In the States: Ohio Stakeholders Address Critical Shortage of Educators, Update on Local Politics
The new “In the States” feature by Kaitlyn Brennan is a weekly update to keep members informed on state-level activities impacting the education and educator preparation community.
A recent Enquirer analysis of state data found educator resignations in Ohio nearly quadruped from 2019 to 2021, in addition to there being five times as many retirements. State and local education leaders met to address the teacher shortage crisis late last month during a series of solutions-centered meetings.
The first event, hosted by Miami University, took place at the Voice of America Learning Center in West Chester Township. University leaders and officials from the Ohio Department of Education and the Ohio Department of Higher Education were in attendance along with 100 additional stakeholders in education, business, and government.
The purpose of the meetings were to celebrate teaching and to bring together stakeholders “to identify collaborative solutions to address the teacher shortage” and recruit and retain educators, the event registration link reads. “The teacher shortage is an issue that affects all our communities. Not only does the shortage of high-quality teachers have an impact on the learning opportunities available to the children in our schools, but it also has a direct effect on the economic vitality and quality of life in our communities,” the website reads.

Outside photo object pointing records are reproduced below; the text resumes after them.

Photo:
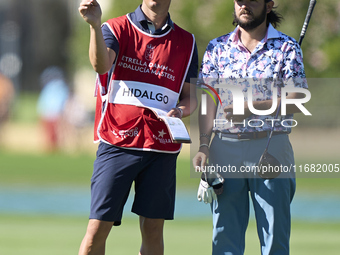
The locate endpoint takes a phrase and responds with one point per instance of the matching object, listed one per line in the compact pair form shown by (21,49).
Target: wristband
(181,112)
(204,144)
(205,135)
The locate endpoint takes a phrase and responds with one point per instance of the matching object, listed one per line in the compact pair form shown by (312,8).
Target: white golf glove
(206,192)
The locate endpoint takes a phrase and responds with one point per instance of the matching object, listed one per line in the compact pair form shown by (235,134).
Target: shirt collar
(141,18)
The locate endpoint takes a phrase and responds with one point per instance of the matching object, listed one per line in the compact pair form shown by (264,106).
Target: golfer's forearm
(188,99)
(98,52)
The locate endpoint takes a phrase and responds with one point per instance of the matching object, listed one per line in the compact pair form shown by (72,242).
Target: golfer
(251,57)
(143,60)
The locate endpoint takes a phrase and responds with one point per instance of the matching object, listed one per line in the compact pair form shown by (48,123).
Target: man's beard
(253,23)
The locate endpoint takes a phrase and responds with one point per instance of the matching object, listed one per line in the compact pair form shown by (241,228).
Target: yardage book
(176,127)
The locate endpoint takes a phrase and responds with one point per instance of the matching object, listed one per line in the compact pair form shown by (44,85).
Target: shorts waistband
(247,136)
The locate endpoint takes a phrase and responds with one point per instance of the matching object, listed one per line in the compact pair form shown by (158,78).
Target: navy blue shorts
(115,169)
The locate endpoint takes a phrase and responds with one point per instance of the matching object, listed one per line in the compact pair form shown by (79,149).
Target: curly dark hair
(274,18)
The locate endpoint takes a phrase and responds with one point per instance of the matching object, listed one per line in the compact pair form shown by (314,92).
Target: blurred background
(46,127)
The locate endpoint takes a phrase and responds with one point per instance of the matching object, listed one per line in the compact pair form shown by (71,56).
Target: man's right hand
(91,12)
(200,158)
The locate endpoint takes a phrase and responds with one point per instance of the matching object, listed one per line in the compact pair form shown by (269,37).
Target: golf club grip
(307,19)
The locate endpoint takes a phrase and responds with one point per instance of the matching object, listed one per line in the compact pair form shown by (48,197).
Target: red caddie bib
(149,72)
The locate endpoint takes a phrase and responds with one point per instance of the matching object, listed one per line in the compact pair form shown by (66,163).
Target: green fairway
(58,235)
(61,168)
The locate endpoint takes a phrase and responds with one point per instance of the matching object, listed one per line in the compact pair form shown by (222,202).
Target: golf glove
(206,192)
(211,185)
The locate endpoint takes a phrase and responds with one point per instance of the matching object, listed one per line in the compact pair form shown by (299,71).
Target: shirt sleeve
(294,70)
(110,39)
(209,70)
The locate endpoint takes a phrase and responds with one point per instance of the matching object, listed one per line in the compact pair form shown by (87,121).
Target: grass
(61,168)
(40,235)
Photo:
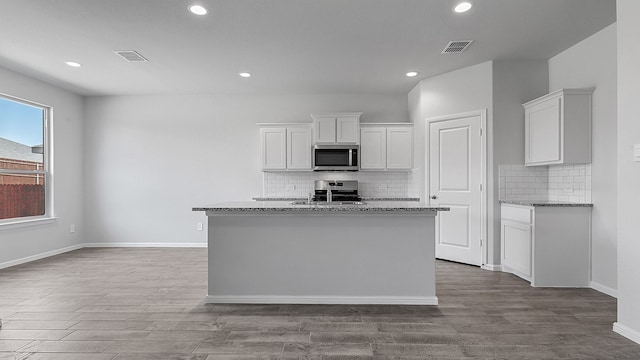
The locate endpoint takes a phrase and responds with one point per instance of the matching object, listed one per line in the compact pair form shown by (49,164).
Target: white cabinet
(400,147)
(285,146)
(342,128)
(546,245)
(274,148)
(299,148)
(373,148)
(558,128)
(386,146)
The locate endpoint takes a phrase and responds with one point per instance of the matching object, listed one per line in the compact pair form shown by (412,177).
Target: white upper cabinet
(299,148)
(373,148)
(325,130)
(400,147)
(274,148)
(386,146)
(558,128)
(285,146)
(347,129)
(340,128)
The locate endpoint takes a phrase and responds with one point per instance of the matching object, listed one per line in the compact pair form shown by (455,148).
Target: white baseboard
(40,256)
(187,245)
(80,246)
(491,267)
(353,300)
(627,332)
(604,289)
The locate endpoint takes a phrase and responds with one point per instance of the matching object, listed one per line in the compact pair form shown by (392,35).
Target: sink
(333,203)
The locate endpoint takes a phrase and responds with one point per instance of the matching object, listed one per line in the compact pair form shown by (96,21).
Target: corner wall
(150,159)
(459,91)
(628,171)
(501,87)
(31,242)
(592,63)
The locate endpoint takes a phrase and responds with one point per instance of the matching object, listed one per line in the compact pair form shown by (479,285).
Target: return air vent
(131,55)
(456,47)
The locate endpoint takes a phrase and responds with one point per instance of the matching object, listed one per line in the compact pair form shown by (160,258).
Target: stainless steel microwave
(336,157)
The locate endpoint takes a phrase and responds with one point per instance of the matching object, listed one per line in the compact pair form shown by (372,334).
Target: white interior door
(455,174)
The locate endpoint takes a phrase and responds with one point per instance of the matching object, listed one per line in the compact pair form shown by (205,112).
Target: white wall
(592,63)
(514,83)
(628,170)
(501,87)
(150,159)
(28,242)
(455,92)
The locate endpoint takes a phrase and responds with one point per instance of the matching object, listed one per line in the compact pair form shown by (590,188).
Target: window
(24,165)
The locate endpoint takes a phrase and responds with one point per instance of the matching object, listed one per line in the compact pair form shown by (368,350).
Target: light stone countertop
(364,198)
(546,203)
(287,207)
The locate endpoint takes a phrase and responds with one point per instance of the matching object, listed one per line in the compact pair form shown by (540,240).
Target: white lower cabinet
(547,245)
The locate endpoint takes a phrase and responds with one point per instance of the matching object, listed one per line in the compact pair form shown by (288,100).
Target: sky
(21,123)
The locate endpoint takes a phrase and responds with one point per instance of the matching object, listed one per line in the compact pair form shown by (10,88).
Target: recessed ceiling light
(463,7)
(198,9)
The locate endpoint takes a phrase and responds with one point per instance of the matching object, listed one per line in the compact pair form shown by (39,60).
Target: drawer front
(517,213)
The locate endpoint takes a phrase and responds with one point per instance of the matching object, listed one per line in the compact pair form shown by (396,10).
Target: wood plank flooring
(132,303)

“The lack of high-quality teachers in classrooms has a detrimental impact on student learning and a negative downstream impact on the talent pipeline needed by local businesses and organizations,” said Jason Lane, dean of Miami’s College of Education, Health and Society in a news release. “We need to develop collaborative approaches to recruit and retain more individuals to pursue teaching as a career.”
All Politics Are Local
While the media attention surrounding the mid-term elections focused primarily on federal and gubernatorial races, several state and local education related measures made the ballot. Voters across six states voted on seven education-related ballot measures ranging from additional funding for schools to financial aid for undocumented immigrants. Results so far are as follows:
- Arizona: It is a tight contest for a proposition that allows undocumented students to pay in state tuition.
- California: The state secures a boost in funds of $1 billion for arts.
- Colorado: There is an early lead for an increase in state taxes to fund meals that meet nutrition requirements for public schools.
- Massachusetts: A tax on millionaires to provide education and transportation funding is too early to call with votes still being counted.
- New Mexico: Additional funding for ECE teacher pay and extended school year plus $215 million in bonds for schools passes.
- West Virginia: Voters shut down an amendment that would have required the State Board of Education to obtain legislative approval for proposed rules.
Additionally, State Superintendent races continue in the following states: Arizona, California, Georgia, Idaho, Oklahoma, South Carolina and Wyoming.